"Внутренний голос", подсказавший Пирогову хирургию, был вместе чутьем и раздумьем.
— Хирургия, — наутро сказал он Мухину. И в эту минуту, от волнения, должно быть, океанский прибой, горные обвалы и говор толп в ушах его были шумны и раскатисты.
— Хирургия. И "тотчас же имя мое было внесено в список…".
— Вы едете открывать неизвестные острова и земли, — сказано было Николаю Пирогову перед отъездом, и это не образ, не фигура ораторской речи — это сказано было буквально, это изрек сосед-портной: прослышав про путешествие Пирогова, он, видать, спутал что-то.

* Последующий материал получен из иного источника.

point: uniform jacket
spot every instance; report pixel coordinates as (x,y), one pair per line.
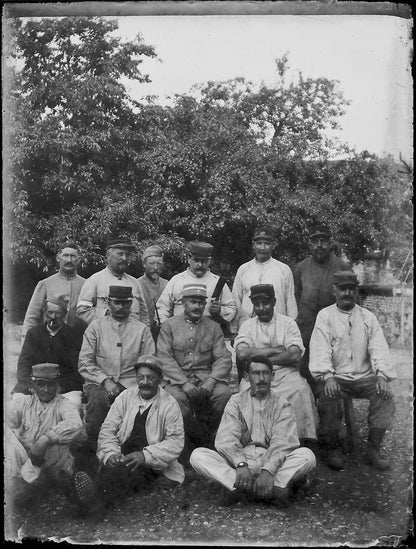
(234,432)
(92,302)
(187,348)
(164,431)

Портной был важным делом занят: подгонял на Николая старый сюртук, пожертвованный вдовой чиновника, к которому юный лекарь опоздал с очистительным.

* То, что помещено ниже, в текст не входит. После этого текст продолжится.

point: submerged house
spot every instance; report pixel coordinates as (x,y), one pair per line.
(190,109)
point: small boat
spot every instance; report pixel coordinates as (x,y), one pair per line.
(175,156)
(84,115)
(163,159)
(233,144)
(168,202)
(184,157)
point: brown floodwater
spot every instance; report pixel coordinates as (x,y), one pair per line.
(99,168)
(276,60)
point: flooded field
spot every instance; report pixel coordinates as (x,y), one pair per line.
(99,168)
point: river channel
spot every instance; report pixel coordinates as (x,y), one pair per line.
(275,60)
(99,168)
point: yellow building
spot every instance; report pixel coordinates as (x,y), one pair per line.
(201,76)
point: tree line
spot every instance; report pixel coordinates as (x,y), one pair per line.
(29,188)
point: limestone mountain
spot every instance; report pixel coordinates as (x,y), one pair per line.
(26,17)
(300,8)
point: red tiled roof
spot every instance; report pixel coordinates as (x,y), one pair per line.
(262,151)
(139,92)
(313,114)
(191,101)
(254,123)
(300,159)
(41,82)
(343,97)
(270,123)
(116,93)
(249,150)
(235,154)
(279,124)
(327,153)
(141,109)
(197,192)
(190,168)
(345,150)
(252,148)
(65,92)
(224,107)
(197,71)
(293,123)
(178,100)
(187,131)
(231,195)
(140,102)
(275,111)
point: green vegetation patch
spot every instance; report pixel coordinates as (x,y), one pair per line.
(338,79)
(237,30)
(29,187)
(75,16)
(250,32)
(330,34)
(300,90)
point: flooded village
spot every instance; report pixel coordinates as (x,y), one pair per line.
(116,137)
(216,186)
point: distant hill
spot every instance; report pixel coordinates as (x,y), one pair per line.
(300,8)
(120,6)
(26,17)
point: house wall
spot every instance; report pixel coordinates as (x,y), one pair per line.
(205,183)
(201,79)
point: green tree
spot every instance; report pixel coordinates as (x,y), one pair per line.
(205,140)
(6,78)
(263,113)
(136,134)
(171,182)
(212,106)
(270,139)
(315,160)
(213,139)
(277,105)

Пирогов расхохотался, услышав про "неведомые земли".
Но — какое пророчество!
Страница истории
Многого из того, что неразделимо связано теперь с понятием "операция", не было и в помине, когда начинал Пирогов.

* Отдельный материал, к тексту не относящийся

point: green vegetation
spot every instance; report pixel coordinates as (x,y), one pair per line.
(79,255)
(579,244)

Это теперь — сияние и блеск операционной, взошедшая над столом солнцеподобная сфера, в отличие от дневного нашего светила не дающая тени, — образ, таинственно прельщавший и вместе ужасавший некогда воображение магов; это теперь — сверкающая, уже и не белизна часто, а акварельно-нежная морская зелень халатов и простынь, марлевые маски, долженствующие очистить и обезвредить самый поток выдыхаемого хирургом воздуха и вместе придающие лицу его выражение особенной сосредоточенности, перчатки, благодаря тонкости своей и плотности натяжения почти становящиеся второй кожей и едва не прорастающие нервами; это теперь — немысли-мость прикоснуться этими обтянутыми резиновой пленкой руками к чему-нибудь, кроме инструментов и операционного поля, и сами инструменты, опущенные в раствор, кипящие в стерилизаторах, накрытые салфетками для защиты от того, чему вроде бы и взяться-то неоткуда в этой сияющей чистоте, и само операционное поле, оберегаемое как святыня. Это теперь…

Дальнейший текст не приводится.